SCENA TERZA

Rosmunda, Almachilde, Romilda, Ildovaldo.

Rosm.

Quí, con costei, tu stai? tu pur, tu presti

a' detti suoi sedizíosi orecchio? -

Giorno è di gioja questo: a che, miei prodi,

giova lo starsi infra gli eterni lai

di questa figlia del dolor?... Donzella,

sospiri tu? perché? pronto a' miei cenni

giá sta Ragauso con regal corteggio,

per guidarti ove trono altro piú illustre

ti aspetta, e lieta marital ventura.

Almac. Ma, d'Alarico...
Rosm.

E che? non degno forse

fia di sua man tal re?

Almac. Sí crudo...
Rosm.

Crudo,

quanto Alboín? Costei di un sangue nasce,

cui mai novella crudeltá non giunge,

qual ch'ella sia.

Ildov. Tai nozze...
Almac. A tutti infauste...
Rosm. Spiaccionti?
Almac. Niega ella il consenso...
Rosm.

E il nieghi:

io v'acconsento.

Romil.

Ch'ei di te sia meno

spietato, duolti?

Rosm.

E a te pietoso il credi?

pietoso a te? ch'osi tu dir? Non sente

di te pietá: mal ti lusinghi...

Ildov.

Io, quanta

sentir sen può, tutta la sento; e il dico;

e il mostrerò, se mi vi sforzi. Un tale

strazio chi può d'una regal donzella

mirar, chi 'l può, senza pietá sentirne?...

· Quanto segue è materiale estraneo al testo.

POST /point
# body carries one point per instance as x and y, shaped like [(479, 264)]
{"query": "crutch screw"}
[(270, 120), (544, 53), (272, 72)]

Rosm. Pietade ogni uom, tranne Almachilde, n'abbia.
Ildov.

Se ancor memoria dei recenti allori,

ch'oggi a te miete il brando mio, tu serbi,

il mio consiglio udrai. Danno tornarti

può, se Romilda oltraggi.

Almac. E assai gran danno.
Ildov. Saggia sei, se nol fai...
Rosm.

Saggia è Romilda;

e a mia voglia fará. Tu, i tuoi consigli

serba ad altrui. Giá i tuoi servigj vanti?

Che festi? il dover tuo. - Ma tu, consorte,

da me dissenti? e dirmel osi? e deggio

ora innanzi a costei discuter teco

l'alte ragion di stato? Andiam; deh!, vieni:

lasciale or breve a ravvedersi il tempo:

miglior consiglio il suo timor daralle.

Lasciala omai. - Romilda, udisti? o all'alba

muovi buon grado il piede; e orrevol scorta

al fianco avrai, cui fia Ragauso duce;

o l'andar nieghi, e strascinarti ei debbe.